Sólo un 28 por 100 de la población española sabía leer y escribir en 1877. La proporción aumentó hasta el 36,2 por 100 a principios de siglo. El analfabetismo era mayor entre las mujeres que entre los varones. Las diferencias regionales también eran destacadas, con menor número de analfabetos en el norte, con excepción de Galicia, que en el sur de la Península. En 1900, la población escolarizada -1.856.343- era aproximadamente el 50 por 100 de los niños y niñas en edad de ir a la escuela. La enseñanza primaria estaba mayoritariamente en manos del Estado, ya que sólo una sexta parte de los alumnos acudían a instituciones privadas. La Escuela pública dependía de los Ayuntamientos en cuanto a instalación y dotaciones. Uno de sus principales problemas era la mala situación de maestros y maestras, que cobraban poco y con escasa regularidad; en 1901, Romanones, desde el recién creado ministerio de Instrucción Pública, estableció que el Estado se hiciera cargo de su retribución (de dos tercios del salario, quedando el otro tercio a cargo de los padres de los alumnos, bajo el control de los municipios). El número de estudiantes de Instituto fue bastante estable durante todo el período, unos 30.000. El corte entre la enseñanza primaria y la secundaria era, por tanto, muy profundo: sólo el 1,6 por 100 de los niños que habían ido a la escuela acudían al Instituto.
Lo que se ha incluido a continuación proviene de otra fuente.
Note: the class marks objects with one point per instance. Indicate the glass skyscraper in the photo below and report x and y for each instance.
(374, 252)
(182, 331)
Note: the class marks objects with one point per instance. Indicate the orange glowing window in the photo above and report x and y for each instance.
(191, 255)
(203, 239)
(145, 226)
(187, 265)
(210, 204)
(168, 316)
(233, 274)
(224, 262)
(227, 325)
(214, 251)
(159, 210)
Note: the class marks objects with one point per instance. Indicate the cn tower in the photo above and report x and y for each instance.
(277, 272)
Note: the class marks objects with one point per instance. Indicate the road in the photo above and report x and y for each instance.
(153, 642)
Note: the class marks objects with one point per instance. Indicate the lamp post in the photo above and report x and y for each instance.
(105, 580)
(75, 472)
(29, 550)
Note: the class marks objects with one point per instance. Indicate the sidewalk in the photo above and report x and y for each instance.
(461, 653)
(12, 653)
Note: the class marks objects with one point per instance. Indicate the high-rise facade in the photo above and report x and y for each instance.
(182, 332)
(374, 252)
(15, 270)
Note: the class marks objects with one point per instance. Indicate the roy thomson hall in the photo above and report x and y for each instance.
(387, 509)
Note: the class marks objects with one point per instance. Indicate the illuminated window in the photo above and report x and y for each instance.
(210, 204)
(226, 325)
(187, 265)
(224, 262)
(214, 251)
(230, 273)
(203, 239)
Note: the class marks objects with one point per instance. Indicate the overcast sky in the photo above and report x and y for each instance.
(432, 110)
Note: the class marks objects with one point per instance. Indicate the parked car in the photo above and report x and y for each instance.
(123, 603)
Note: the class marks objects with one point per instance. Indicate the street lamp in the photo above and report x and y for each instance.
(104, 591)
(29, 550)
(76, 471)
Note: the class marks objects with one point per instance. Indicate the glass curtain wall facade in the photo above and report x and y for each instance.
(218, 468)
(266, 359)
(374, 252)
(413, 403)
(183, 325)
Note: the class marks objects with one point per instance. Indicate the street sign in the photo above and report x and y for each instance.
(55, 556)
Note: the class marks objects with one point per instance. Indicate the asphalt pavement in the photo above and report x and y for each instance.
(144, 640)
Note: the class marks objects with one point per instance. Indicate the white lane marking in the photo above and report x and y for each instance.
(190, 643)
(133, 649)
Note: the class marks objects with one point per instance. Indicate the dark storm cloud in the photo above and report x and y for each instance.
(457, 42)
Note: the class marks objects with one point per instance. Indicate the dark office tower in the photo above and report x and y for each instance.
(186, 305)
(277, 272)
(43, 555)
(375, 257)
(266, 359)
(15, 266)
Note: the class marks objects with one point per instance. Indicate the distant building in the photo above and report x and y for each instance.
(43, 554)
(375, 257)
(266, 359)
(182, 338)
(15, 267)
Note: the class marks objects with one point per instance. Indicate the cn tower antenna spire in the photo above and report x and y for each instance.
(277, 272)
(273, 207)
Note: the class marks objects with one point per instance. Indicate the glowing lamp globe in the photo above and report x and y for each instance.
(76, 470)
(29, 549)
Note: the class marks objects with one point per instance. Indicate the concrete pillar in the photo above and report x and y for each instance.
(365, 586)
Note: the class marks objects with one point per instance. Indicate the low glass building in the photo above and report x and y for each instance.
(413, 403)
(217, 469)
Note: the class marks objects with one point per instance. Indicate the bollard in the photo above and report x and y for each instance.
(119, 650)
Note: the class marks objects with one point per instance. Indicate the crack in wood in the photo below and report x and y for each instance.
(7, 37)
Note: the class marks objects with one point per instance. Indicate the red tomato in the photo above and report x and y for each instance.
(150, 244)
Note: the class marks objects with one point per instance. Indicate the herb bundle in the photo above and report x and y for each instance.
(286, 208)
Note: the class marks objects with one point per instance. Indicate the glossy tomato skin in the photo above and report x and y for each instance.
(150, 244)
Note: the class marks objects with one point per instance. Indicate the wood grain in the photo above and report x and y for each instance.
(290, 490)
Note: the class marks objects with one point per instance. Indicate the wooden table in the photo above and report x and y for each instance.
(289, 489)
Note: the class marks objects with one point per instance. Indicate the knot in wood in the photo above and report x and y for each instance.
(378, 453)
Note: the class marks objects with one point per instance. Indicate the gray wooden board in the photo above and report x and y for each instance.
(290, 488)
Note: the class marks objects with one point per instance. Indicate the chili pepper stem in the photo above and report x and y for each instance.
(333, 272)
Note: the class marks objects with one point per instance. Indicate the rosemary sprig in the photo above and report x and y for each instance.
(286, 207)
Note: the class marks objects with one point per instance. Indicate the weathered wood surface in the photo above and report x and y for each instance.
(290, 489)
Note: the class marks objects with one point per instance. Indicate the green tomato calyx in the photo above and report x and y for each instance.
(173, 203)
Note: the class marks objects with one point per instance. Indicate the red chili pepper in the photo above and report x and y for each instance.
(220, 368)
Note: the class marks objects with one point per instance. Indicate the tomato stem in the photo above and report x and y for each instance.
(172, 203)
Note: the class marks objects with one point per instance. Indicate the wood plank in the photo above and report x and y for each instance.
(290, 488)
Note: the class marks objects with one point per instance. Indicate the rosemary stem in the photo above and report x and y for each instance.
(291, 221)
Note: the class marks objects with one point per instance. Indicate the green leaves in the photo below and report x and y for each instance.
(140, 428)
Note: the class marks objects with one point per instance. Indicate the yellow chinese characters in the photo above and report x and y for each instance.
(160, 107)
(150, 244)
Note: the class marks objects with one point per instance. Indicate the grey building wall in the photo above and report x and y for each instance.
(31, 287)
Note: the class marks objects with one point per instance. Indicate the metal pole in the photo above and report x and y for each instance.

En este caso, el género masculino está correctamente empleado: hasta 1910-11 no empezó a funcionar en Barcelona un Instituto femenino, por lo que los alumnos de secundaria, al menos en la enseñanza pública, eran casi exclusivamente varones.

(La única institución docente cuyas puertas estaban abiertas a las mujeres era la Escuela Normal). La tasa a pagar por la obtención del Título de Bachiller era 370 pesetas, una cantidad totalmente fuera del alcance de las clases trabajadoras. En este nivel, el número de alumnos en los centros públicos y en los privados -los llamados colegios incorporados, tanto de carácter laico como religioso, aunque con tendencia al aumento de estos últimos- estuvo equilibrado. Los Institutos públicos que dependían de las Diputaciones provinciales, pasaron a ser competencia del Estado por ley del ministro liberal Carlos Navarro y Rodrigo, en 1887. La continuidad entre la enseñanza secundaria y la universitaria era mucho mayor que entre aquélla y la primaria. Algo más de la mitad de los jóvenes que podían permitirse el lujo de ir al Instituto acudían también a la Universidad. El número de estudiantes universitarios permaneció estable, alrededor de 17.000. La Universidad de Madrid, la única en la que se podían cursar estudios de doctorado, tenía el mayor número de alumnos, unos 5.000; Barcelona, 2.500; y universidades como las de Salamanca u Oviedo, menos de 1.000 estudiantes. Las críticas a la calidad de la enseñanza en los diferentes niveles fue constante y, de acuerdo con los testimonios aportados por los protagonistas, completamente justificadas. Una medida positiva fue la reforma de las Escuelas Normales, impulsada por la Institución Libre de Enseñanza.

No obstante, "la reforma de nuestra educación nacional -decía un texto del Boletín de la Institución Libre de Enseñanza, en 1890- obra muy lenta..., avanza en nosotros medianamente, con más lentitud que en otros sitios". La pugna entre institucionistas y católicos por el control de la enseñanza pública fue muy intensa en estos años. La Institución Libre de Enseñanza surgió en 1876 a iniciativa de algunos de los profesores expulsados de la Universidad, con motivo de la segunda cuestión universitaria, provocada por la política del ministro de Fomento, marqués de Orovio. El principal promotor de la Institución fue Francisco Giner de los Ríos, padre espiritual de los discípulos de Sanz del Río -los krausistas- desde fines de 1870, como señala Vicente Cacho Viú. La Institución inició sus actividades impartiendo clases universitarias y de segunda enseñanza. A partir del curso 1878-79 suprimió la enseñanza universitaria -dado el escaso número de alumnos que tenía- y añadió la enseñanza primaria. La Institución fue un foco de renovación pedagógica, y algo todavía más importante: el motor de un proyecto de renovación global de la vida española -que tuvo múltiples manifestaciones- basado en la reforma interior del hombre. Si tomamos a los institucionistas como modelo del ideal que perseguían, se trataba, en palabras de Francisco Laporta, de hombres cultos, de ciencia rigurosa, con íntimo sentido religioso, integridad moral, austeridad, solidaridad humana, sensibilidad artística, salud física, solidez de carácter, amor y comunión con la naturaleza, elegancia y corrección en las maneras y, por supuesto, comprometidos moralmente en la reforma.